Teachers may qualify for the Teacher Loan Forgiveness Program. Several other circumstances may result in loan forgiveness or cancellation, so borrowers should research their options. While more common with federal loans, other loans may also offer forgiveness programs.
Set Up Auto-Pay
Scheduling automatic payments is another way to help reduce stress around loan payments. Students can contact their loan servicer to set up auto-pay, which allows them to stay consistent with their payments and avoid late fees and other penalties.
Borrowers should ensure that their account contains enough money to cover the automatic payments. They can even set the payments to slightly higher than the minimum amount due if they want to pay off their loan faster without thinking about it every month.
Consolidating Your Loans
Rather than making multiple monthly payments that take time and energy, borrowers can consolidate their loans so they make one simple payment to a single lender. Most federal loans allow consolidation while most private loans do not offer this option. Borrowers with private loans can talk to their lenders about refinancing possibilities.
- Consolidated loans allow borrowers to make one monthly payment rather than several.
- The fixed interest rate is found by averaging the existing rates and rounding up by one-eighth of a percentage, meaning students may end up with a lower overall rate.
- Like unconsolidated loans, borrowers still have access to multiple repayment options.
- Students who struggle to repay their loans in the given time frame can receive an extension so the monthly payment becomes lower.
- Under consolidated loans, borrowers can schedule a monthly automatic debit from their account, thereby saving time and improving their credit score from making on-time payments.
- Borrowers can only consolidate loans once, meaning that even if the interest rate drops, their rate remains the same.
- Because consolidated loans typically last longer than the standard 10-year loan, borrowers likely end up paying more in interest over the life of the loan.

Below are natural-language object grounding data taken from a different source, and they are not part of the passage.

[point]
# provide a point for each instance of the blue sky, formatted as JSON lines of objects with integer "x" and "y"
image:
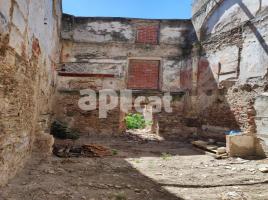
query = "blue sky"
{"x": 161, "y": 9}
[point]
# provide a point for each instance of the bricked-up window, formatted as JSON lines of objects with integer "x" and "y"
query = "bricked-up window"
{"x": 147, "y": 34}
{"x": 143, "y": 74}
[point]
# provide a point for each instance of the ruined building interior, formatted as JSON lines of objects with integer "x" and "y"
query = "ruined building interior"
{"x": 213, "y": 65}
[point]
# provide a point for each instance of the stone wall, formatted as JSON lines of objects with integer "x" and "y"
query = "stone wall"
{"x": 96, "y": 55}
{"x": 29, "y": 53}
{"x": 234, "y": 52}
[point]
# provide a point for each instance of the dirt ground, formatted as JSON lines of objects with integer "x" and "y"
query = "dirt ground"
{"x": 139, "y": 169}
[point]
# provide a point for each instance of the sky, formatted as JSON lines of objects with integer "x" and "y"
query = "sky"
{"x": 151, "y": 9}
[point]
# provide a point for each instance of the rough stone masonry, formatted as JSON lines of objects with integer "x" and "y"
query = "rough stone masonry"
{"x": 214, "y": 66}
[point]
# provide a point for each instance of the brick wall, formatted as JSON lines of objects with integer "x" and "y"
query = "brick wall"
{"x": 147, "y": 34}
{"x": 143, "y": 74}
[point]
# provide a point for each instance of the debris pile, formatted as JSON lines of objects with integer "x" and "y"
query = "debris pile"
{"x": 62, "y": 131}
{"x": 211, "y": 146}
{"x": 88, "y": 150}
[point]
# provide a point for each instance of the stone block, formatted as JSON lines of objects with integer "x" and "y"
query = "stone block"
{"x": 241, "y": 145}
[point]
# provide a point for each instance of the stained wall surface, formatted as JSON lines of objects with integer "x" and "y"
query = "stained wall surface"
{"x": 29, "y": 52}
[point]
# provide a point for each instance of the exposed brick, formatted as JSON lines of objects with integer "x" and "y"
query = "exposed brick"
{"x": 147, "y": 34}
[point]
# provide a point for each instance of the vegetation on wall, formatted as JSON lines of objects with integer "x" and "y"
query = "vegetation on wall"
{"x": 136, "y": 121}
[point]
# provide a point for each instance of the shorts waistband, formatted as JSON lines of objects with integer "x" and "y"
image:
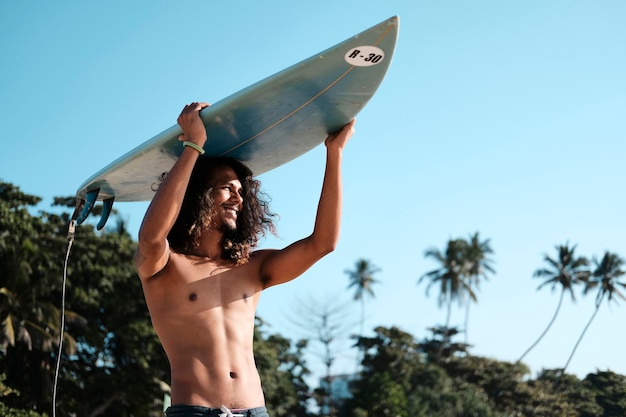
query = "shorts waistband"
{"x": 200, "y": 411}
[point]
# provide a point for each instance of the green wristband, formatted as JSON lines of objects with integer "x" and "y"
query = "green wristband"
{"x": 194, "y": 146}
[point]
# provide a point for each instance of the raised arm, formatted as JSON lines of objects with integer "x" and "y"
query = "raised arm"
{"x": 284, "y": 265}
{"x": 153, "y": 250}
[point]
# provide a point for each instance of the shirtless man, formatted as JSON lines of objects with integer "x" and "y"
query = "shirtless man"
{"x": 201, "y": 279}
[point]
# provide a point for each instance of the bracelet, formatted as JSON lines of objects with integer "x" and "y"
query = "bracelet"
{"x": 194, "y": 146}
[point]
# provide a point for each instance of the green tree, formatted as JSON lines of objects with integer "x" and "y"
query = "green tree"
{"x": 609, "y": 390}
{"x": 112, "y": 363}
{"x": 282, "y": 370}
{"x": 30, "y": 298}
{"x": 478, "y": 266}
{"x": 565, "y": 272}
{"x": 449, "y": 277}
{"x": 362, "y": 280}
{"x": 605, "y": 278}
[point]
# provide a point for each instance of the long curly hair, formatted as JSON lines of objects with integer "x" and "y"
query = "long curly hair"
{"x": 197, "y": 211}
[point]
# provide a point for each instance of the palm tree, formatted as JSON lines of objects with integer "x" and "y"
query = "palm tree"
{"x": 605, "y": 277}
{"x": 477, "y": 266}
{"x": 362, "y": 279}
{"x": 450, "y": 276}
{"x": 565, "y": 271}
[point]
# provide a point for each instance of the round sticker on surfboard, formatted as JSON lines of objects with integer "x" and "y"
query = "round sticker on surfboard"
{"x": 364, "y": 56}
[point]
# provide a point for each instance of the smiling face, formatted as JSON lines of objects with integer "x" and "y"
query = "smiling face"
{"x": 226, "y": 194}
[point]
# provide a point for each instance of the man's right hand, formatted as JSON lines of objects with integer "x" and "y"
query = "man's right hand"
{"x": 191, "y": 123}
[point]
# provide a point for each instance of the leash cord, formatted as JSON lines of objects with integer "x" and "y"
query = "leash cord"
{"x": 70, "y": 240}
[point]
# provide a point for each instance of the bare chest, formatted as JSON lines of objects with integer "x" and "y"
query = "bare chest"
{"x": 190, "y": 287}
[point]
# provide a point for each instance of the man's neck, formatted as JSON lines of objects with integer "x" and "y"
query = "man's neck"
{"x": 210, "y": 245}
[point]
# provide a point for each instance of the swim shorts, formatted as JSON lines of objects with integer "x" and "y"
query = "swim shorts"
{"x": 200, "y": 411}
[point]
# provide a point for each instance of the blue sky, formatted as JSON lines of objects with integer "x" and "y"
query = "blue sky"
{"x": 505, "y": 118}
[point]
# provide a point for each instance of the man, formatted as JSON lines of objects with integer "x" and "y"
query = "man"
{"x": 201, "y": 279}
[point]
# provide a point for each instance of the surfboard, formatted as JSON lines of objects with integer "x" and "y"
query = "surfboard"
{"x": 264, "y": 125}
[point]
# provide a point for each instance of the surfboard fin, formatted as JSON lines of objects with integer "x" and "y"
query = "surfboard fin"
{"x": 107, "y": 205}
{"x": 89, "y": 202}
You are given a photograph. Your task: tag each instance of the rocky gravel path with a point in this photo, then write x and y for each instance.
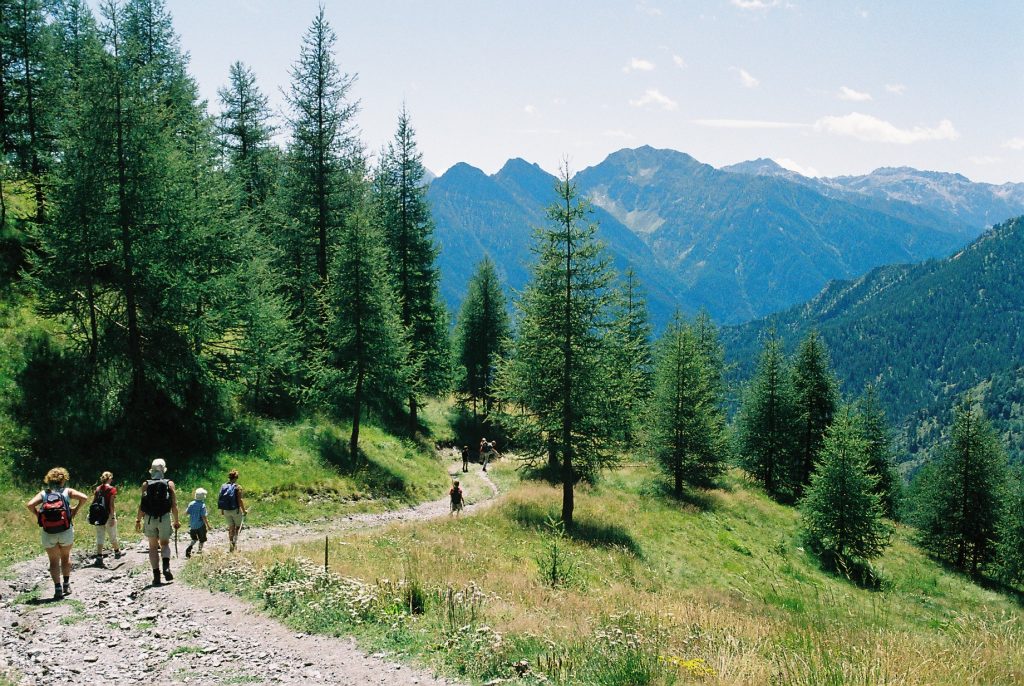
(117, 629)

- Some loans, such as the Perkins, allow for certain individuals to receive loan forgiveness. Any types of benefits offered under the original loan terms go away once multiple loans are consolidated.

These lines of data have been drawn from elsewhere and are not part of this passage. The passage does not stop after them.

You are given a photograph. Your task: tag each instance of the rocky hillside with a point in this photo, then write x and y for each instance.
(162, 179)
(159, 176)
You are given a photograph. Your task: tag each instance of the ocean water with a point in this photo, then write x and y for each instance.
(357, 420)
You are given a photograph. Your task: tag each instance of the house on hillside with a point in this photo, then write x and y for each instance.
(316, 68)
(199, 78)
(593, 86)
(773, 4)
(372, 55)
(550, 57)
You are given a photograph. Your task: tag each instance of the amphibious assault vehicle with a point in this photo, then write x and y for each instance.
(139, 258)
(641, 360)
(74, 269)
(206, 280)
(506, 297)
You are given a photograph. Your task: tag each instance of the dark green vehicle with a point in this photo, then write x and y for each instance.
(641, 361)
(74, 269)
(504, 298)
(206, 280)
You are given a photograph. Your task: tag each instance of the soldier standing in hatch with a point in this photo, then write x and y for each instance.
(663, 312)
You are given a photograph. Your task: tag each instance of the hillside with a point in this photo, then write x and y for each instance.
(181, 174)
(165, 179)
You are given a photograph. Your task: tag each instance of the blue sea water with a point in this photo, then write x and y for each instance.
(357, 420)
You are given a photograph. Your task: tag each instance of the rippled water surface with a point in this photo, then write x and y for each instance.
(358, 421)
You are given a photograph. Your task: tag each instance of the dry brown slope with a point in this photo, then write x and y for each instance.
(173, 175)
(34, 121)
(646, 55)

- Consolidated loans do not offer the standard six-month grace period for repayments after a student graduates, so if borrowers consolidate immediately after leaving school, payments are immediately due.
- Students who enjoyed any special repayment provisions, such as lower interest rates, under their old plan will lose them once the loans are consolidated.
Refinancing Your Loans
Although not as common as forbearance, deferment, or consolidation, refinancing is another option for student loans. Borrowers should note that while only federal loans can be consolidated, both private and federal loans qualify for refinancing.
- Average federal loan interest rates hover between 4-7%, while federal loans are typically between 9-12%. By refinancing, however, students may be able to get a significantly lower interest rate.
- Refinanced loans often offer a lower monthly payment than the original loan, thereby making it easier for borrowers to maintain their payments.
- For borrowers with a private loan that required a cosigner, refinancing often means they can release the cosigner from their responsibilities.
- Longer repayment plans often negate the benefits associated with lower interest rates, as students end up paying more in interest during the longer lifespan of the loan.
- Refinanced loans do not offer any type of forgiveness, regardless of the chosen career. In fact, refinanced loans are still due even if the borrower dies, meaning any remaining funds must come out of their estate.
- Unlike standard federal loans that can enter deferment or forbearance, refinanced loans offer no time off from payments, regardless of circumstances.